NOTE: This review was produced for Common Threads, a sub-site of Men's Wearhouse devoted to the promotion of humanistic business practices.

Servant Leadership: A Journey into the
Nature of Legitimate Power and Greatness

by Robert K. Greenleaf (Paulist Press, 338 pages)

Bob Dylan sings "You gotta serve somebody." Can it be that a management guru actually preached this same idea in the boardrooms of America? You bet! And Robert Greenleaf attracted numerous heavyweight converts to his cause.

Here's the essence of the gospel of Greenleaf. First and foremost, truly great managers want to serve the people they lead. They do this by supporting them rather than dictating to them, and by assigning top priority to employee well-being. Deceptively simple and deeply profound.

The granddaddy of holistic management, Greenleaf created the concept of servant leadership after reading Herman Hesse's Journey to the East, in which the servant to an expedition is discovered to be the leader of the mystic order the party seeks. Get it? Service is first and foremost.

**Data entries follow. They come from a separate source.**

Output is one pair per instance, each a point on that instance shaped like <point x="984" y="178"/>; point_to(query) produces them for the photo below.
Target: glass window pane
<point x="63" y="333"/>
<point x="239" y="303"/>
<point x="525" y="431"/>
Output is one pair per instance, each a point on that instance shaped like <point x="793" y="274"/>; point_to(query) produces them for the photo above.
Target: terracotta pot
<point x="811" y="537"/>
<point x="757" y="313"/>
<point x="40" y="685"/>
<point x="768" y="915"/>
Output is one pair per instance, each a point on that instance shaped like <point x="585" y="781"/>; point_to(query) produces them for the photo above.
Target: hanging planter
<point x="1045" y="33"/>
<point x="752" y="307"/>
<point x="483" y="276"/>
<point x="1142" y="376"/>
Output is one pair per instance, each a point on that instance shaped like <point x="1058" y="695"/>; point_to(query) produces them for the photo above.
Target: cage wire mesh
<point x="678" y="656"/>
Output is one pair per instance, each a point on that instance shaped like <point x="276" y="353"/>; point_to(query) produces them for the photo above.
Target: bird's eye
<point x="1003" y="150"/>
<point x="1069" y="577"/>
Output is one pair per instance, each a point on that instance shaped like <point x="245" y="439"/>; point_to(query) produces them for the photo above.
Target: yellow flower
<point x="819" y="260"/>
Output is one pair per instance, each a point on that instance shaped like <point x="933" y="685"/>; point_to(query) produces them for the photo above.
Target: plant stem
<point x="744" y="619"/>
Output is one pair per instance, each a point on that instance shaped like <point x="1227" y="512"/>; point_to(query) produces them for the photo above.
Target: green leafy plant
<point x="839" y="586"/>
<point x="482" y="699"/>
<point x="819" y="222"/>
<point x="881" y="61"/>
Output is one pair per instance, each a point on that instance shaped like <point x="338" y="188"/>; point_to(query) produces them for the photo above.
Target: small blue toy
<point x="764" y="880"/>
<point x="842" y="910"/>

Greenleaf helps the reader understand his noble vision by citing examples from American history. Despite harsh criticism, Thomas Jefferson refused to fight in the Revolutionary War. Why? Because he knew he could serve his country better by working, instead, to create laws for the new nation. He led through service and courageously followed his own vision.

Want another example? Try this: John Woolman spent decades convincing his fellow Quakers to reject slave ownership. Thanks to his efforts, no Quaker owned slaves -- one hundred years before the Civil War. Woolman served his religious community by backing up his beliefs with tightly focused action.

Greenleaf showed that his ideas are equally valid in today's setting, and he didn't limit his challenge to individuals alone. Preaching that profit and heart can coexist in our world, he also dared our largest institutions in business, education, religion, and government to practice servant leadership in their area of concern -- be it local, national, or global. He argued that by adopting his principles they'd not only improve their bottom line (rather than harming it), they'd also improve society as a whole.

But that's still not enough. Greenleaf wrote that followers, too, must be servants. Those who follow must use special care when choosing whom to follow. They should seek out the kind of leaders who prefer giving service to others over their own selfish interests.

Servant Leadership defines an attitude and behavior that can support what's right and change what's wrong. Greenleaf tells us that by trading our cynicism for optimism centered on service, and our apathy for a willingness to become servant leaders, we can help create the better society we all hope for -- one that is "more just and more loving." In other words, you gotta serve somebody. Can I get an amen?